Well, one of the reasons that the 443 is so quick is that it cuts through over the Green Line, into territories captured by Israel in the 6 day war. And while the road was originally designed for use by, and indeed was used by, the Palestinian Arab communities who live alongside it (it also zips you to Ramallah in no time at all), the entrance/exit roads to those Palestinian villages were closed off after several drive-by shootings, some fatal, during the Al-Aksa intifada in 2001 or 2002. So now it’s one of those, ahem, “apartheid” roads, that you read about on the news.

Now, I happen to think that the commuting traffic issue is one that has not yet been fully explored by right-wing media and politicians. I mean, it’s all very well that the Palestinians want their own state, but what about my commute? Why should I sit in traffic for 20 minutes just so that 5 million people can have self-determination?

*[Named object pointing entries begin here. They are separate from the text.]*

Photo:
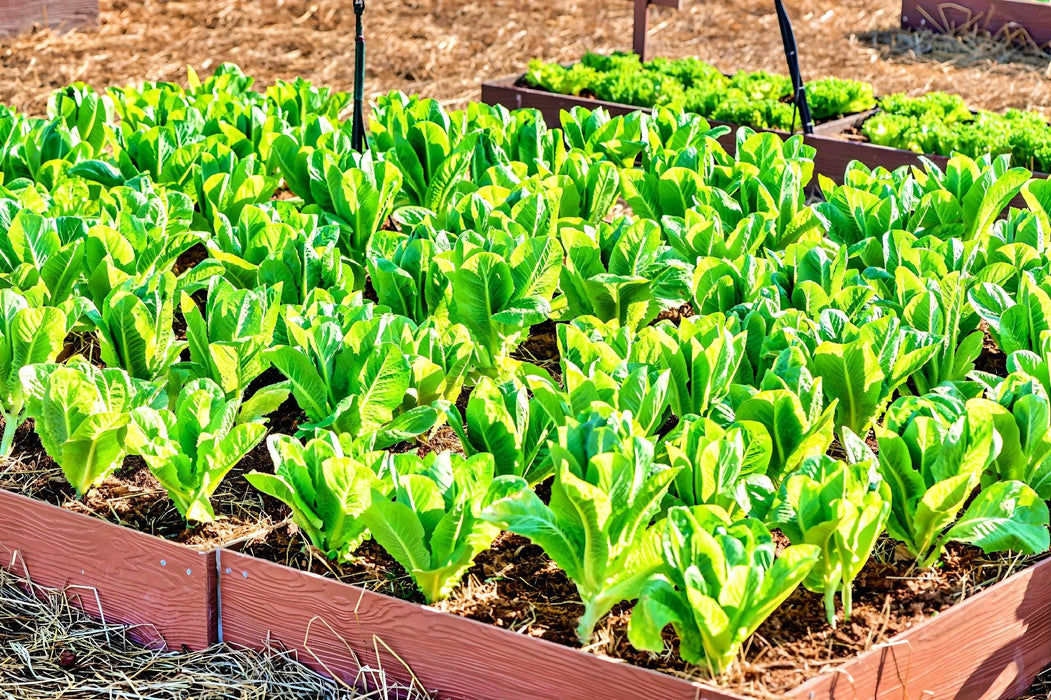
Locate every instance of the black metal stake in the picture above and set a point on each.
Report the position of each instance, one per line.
(357, 132)
(791, 55)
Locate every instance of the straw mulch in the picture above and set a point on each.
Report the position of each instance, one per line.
(445, 48)
(50, 650)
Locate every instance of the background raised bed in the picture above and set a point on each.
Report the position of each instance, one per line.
(1022, 21)
(60, 15)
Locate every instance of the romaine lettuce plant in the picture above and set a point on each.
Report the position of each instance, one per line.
(135, 325)
(351, 382)
(717, 583)
(327, 489)
(933, 467)
(841, 509)
(83, 415)
(27, 336)
(724, 467)
(505, 423)
(621, 272)
(597, 527)
(192, 447)
(499, 299)
(227, 342)
(431, 522)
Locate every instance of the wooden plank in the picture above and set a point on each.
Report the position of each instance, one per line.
(991, 645)
(112, 572)
(1023, 21)
(334, 626)
(17, 16)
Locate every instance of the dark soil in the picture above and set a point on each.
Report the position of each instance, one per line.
(541, 349)
(992, 358)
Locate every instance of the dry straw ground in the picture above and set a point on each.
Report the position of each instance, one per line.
(50, 650)
(444, 48)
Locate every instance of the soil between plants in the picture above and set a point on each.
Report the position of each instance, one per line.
(514, 584)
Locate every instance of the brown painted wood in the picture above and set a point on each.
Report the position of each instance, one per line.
(334, 626)
(17, 16)
(1023, 21)
(987, 647)
(991, 645)
(111, 572)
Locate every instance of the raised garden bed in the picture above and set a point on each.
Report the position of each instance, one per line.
(357, 403)
(336, 628)
(1021, 21)
(833, 152)
(838, 142)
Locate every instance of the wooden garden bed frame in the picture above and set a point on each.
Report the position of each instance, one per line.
(1019, 21)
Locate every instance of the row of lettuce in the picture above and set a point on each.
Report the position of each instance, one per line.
(165, 249)
(938, 123)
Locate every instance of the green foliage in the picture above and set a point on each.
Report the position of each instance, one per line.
(932, 465)
(83, 416)
(327, 489)
(192, 447)
(597, 527)
(27, 336)
(431, 522)
(842, 510)
(717, 583)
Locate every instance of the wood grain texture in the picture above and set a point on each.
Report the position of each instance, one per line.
(1017, 20)
(112, 572)
(59, 15)
(334, 626)
(989, 646)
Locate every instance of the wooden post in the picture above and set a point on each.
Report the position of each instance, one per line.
(642, 20)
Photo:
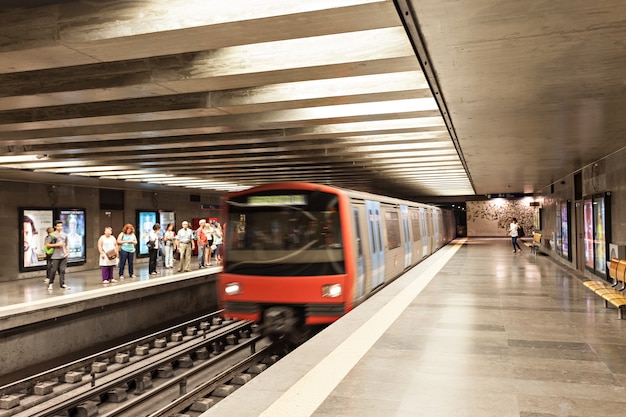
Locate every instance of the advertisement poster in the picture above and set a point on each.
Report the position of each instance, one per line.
(34, 225)
(74, 227)
(600, 238)
(145, 221)
(564, 230)
(588, 237)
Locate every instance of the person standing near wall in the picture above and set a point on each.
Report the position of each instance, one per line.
(184, 244)
(59, 256)
(127, 241)
(107, 243)
(50, 238)
(513, 232)
(168, 245)
(154, 245)
(202, 240)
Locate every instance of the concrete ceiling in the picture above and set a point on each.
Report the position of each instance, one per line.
(407, 98)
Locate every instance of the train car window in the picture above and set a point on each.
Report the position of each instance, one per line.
(284, 233)
(392, 224)
(415, 225)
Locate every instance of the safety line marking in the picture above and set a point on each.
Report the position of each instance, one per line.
(306, 395)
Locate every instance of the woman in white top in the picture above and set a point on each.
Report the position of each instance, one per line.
(513, 227)
(168, 248)
(106, 243)
(217, 241)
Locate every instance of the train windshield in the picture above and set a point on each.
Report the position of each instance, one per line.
(284, 233)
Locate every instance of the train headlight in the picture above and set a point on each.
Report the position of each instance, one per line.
(332, 290)
(233, 288)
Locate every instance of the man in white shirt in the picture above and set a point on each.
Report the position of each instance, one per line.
(184, 244)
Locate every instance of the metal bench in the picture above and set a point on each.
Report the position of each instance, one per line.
(612, 291)
(534, 244)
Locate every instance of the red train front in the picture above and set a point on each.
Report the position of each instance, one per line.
(285, 256)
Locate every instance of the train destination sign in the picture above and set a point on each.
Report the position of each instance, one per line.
(277, 200)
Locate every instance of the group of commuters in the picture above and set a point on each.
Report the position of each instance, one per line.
(515, 231)
(121, 250)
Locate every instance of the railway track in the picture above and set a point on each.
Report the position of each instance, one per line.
(182, 369)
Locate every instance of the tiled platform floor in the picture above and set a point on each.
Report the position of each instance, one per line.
(493, 334)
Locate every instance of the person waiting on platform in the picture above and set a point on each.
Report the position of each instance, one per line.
(50, 238)
(59, 256)
(109, 253)
(185, 245)
(168, 245)
(127, 241)
(202, 242)
(513, 232)
(154, 245)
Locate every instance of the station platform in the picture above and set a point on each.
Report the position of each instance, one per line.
(25, 291)
(472, 331)
(41, 328)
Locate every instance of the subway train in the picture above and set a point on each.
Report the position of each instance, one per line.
(297, 255)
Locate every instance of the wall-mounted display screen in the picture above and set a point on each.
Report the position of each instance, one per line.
(565, 230)
(33, 224)
(600, 234)
(74, 227)
(145, 221)
(588, 232)
(597, 214)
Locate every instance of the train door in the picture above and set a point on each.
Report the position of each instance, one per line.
(360, 260)
(425, 243)
(404, 213)
(376, 242)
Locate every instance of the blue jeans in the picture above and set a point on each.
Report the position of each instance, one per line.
(123, 257)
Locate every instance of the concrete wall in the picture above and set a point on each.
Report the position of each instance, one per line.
(491, 218)
(607, 175)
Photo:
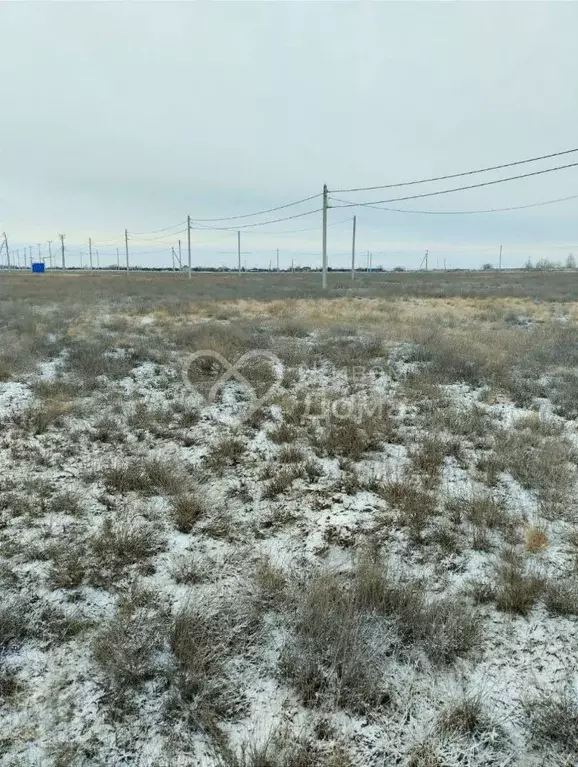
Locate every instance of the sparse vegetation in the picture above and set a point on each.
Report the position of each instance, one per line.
(179, 574)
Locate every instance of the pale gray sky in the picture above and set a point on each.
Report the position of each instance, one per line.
(135, 114)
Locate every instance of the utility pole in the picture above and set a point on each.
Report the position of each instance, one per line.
(353, 249)
(324, 277)
(189, 242)
(7, 250)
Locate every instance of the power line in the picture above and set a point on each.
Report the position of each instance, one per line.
(165, 229)
(458, 188)
(462, 212)
(457, 175)
(259, 223)
(261, 212)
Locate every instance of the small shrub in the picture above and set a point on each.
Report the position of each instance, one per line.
(554, 718)
(125, 541)
(516, 590)
(465, 715)
(143, 476)
(536, 539)
(14, 622)
(227, 453)
(200, 642)
(281, 482)
(186, 510)
(282, 434)
(128, 647)
(66, 502)
(291, 454)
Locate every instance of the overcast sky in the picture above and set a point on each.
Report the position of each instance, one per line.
(134, 115)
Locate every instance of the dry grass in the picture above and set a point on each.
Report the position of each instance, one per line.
(186, 510)
(554, 719)
(145, 476)
(536, 539)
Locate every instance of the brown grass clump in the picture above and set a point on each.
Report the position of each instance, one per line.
(536, 539)
(516, 590)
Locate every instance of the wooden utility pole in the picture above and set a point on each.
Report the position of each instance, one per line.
(189, 243)
(353, 249)
(7, 250)
(324, 240)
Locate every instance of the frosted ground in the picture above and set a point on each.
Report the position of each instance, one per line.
(378, 566)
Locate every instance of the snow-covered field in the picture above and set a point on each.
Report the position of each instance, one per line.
(377, 566)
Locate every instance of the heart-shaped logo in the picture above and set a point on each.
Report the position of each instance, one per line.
(208, 359)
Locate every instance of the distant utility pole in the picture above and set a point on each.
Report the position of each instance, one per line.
(7, 250)
(189, 242)
(353, 249)
(324, 241)
(62, 251)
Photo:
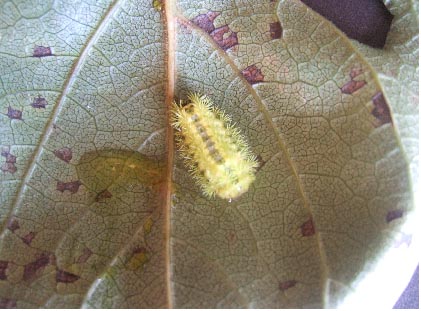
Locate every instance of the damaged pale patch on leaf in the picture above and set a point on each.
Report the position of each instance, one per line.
(71, 186)
(42, 51)
(99, 170)
(392, 215)
(10, 161)
(15, 114)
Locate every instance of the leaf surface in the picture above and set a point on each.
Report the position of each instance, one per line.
(97, 209)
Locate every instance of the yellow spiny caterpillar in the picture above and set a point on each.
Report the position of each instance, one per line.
(214, 151)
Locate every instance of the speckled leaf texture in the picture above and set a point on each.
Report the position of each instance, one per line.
(97, 209)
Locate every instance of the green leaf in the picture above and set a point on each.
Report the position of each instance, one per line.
(97, 209)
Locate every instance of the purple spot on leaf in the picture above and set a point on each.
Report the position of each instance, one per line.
(66, 277)
(27, 239)
(6, 303)
(275, 30)
(221, 38)
(103, 195)
(253, 74)
(64, 154)
(39, 102)
(32, 268)
(381, 110)
(9, 165)
(13, 224)
(3, 268)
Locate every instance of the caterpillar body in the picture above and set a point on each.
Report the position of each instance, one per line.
(214, 151)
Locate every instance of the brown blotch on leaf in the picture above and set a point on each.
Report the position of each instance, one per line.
(225, 42)
(72, 186)
(307, 228)
(352, 86)
(64, 154)
(6, 303)
(42, 51)
(32, 268)
(392, 215)
(27, 239)
(66, 277)
(13, 224)
(205, 21)
(86, 253)
(9, 167)
(14, 113)
(103, 195)
(381, 110)
(283, 286)
(275, 30)
(39, 102)
(253, 74)
(3, 268)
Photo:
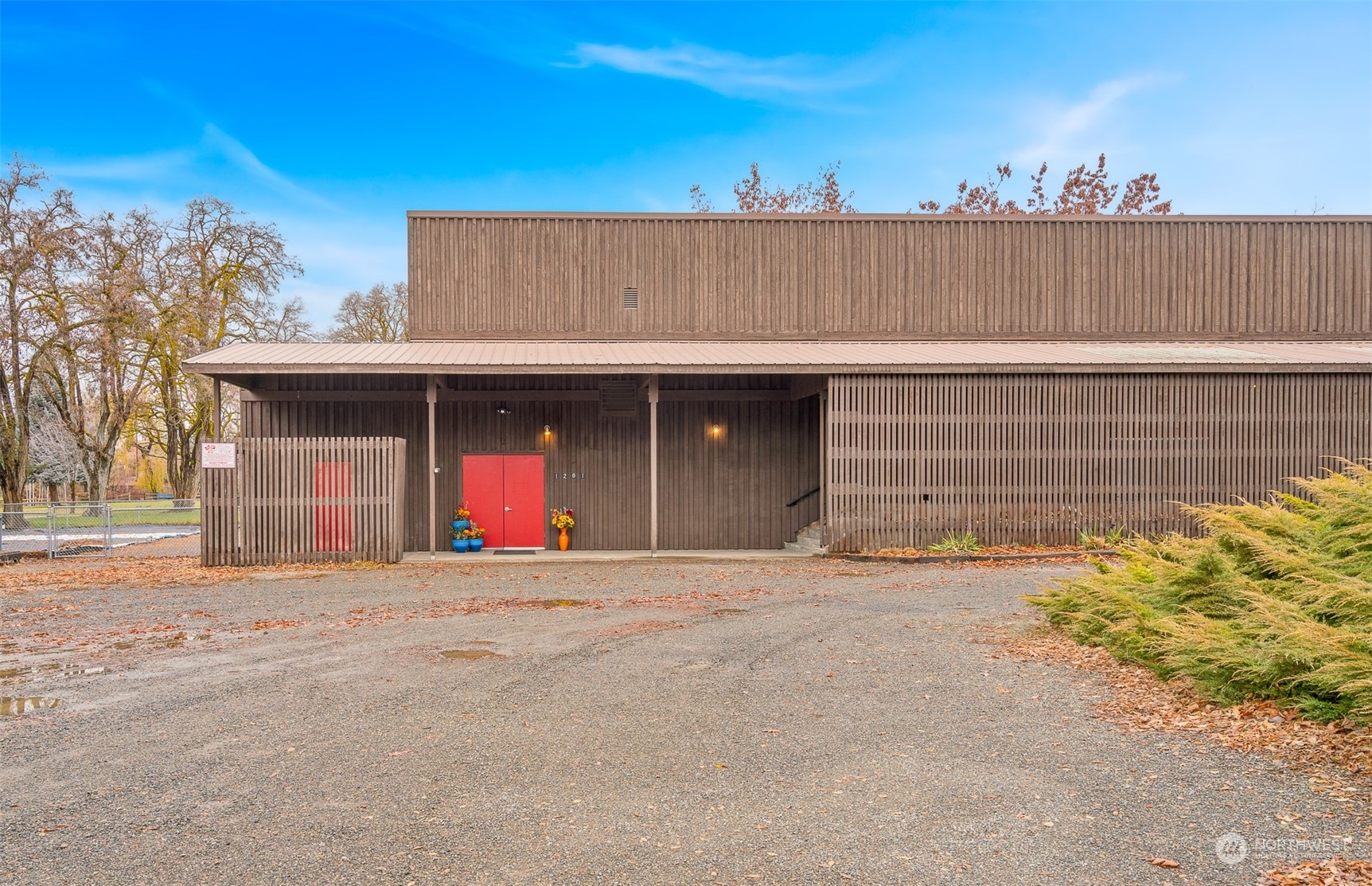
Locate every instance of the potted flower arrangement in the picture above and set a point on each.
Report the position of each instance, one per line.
(563, 521)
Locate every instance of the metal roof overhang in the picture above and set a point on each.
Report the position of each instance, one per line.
(678, 357)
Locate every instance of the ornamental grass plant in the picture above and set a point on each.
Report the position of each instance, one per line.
(1273, 601)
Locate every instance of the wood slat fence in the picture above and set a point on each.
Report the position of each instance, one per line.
(305, 500)
(1038, 459)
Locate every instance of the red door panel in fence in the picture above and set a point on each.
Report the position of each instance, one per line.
(524, 501)
(483, 490)
(505, 494)
(333, 523)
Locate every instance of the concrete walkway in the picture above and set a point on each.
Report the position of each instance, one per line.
(575, 556)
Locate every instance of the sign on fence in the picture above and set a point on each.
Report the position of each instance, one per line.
(217, 455)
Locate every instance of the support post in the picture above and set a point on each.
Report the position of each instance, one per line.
(824, 465)
(431, 396)
(218, 411)
(652, 464)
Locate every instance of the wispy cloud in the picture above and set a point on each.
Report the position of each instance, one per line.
(1063, 132)
(727, 73)
(238, 154)
(214, 147)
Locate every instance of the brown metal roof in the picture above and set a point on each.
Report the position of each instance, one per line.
(866, 217)
(782, 357)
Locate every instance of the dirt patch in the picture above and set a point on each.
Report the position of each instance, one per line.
(648, 626)
(1335, 757)
(144, 572)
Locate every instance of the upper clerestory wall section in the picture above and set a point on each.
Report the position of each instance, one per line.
(873, 277)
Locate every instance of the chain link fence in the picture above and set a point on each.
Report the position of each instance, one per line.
(149, 529)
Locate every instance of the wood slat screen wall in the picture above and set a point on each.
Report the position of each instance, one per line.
(267, 509)
(727, 491)
(1035, 459)
(890, 277)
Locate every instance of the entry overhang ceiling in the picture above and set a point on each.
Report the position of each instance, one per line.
(505, 357)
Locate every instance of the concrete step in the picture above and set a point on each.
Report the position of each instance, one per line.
(807, 541)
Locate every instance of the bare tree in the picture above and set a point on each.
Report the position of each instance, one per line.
(1084, 193)
(754, 193)
(37, 252)
(225, 276)
(98, 371)
(53, 453)
(379, 314)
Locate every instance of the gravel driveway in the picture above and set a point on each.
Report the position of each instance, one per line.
(807, 722)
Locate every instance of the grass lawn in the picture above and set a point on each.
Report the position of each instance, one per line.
(124, 514)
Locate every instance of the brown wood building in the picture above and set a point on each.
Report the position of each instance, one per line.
(722, 381)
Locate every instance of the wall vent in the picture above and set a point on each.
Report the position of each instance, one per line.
(619, 396)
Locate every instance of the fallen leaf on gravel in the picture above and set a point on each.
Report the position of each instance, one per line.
(641, 627)
(1335, 757)
(1337, 871)
(276, 624)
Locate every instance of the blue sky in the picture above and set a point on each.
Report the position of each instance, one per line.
(333, 119)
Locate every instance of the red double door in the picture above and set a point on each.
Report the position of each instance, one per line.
(505, 494)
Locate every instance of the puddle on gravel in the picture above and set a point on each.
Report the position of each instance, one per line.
(14, 707)
(22, 673)
(158, 642)
(471, 654)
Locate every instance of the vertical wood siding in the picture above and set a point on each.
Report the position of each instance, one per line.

For me personally, this dilemma is an enormous tension between two very important things in my life: (i) Middle East Peace and (ii) 10 minutes’ extra sleep at night. So here is the solution I have come up with:

Peace offsets.

You know, like carbon offsets? When Al Gore gets all upset about global warming but then runs up a huge bill air conditioning his mansion, he gives money to various organizations that promise to “offset” his carbon footprint by planting trees, investing in renewable energy, etc. Just about every airline is getting in on the act now too. I figure, why not do the same with Road 443? Every time I drive on it, I will make a small donation to Peace Now or a similarly worthy group. So just as Al Gore can have his cake and eat it too, so can I! I can be self-righteous and lefty-liberal about the Peace Process, and go to bed to enjoy my extra 10 minutes’ sleep with a clear conscience! Hurray! Who said living in Israel was complicated?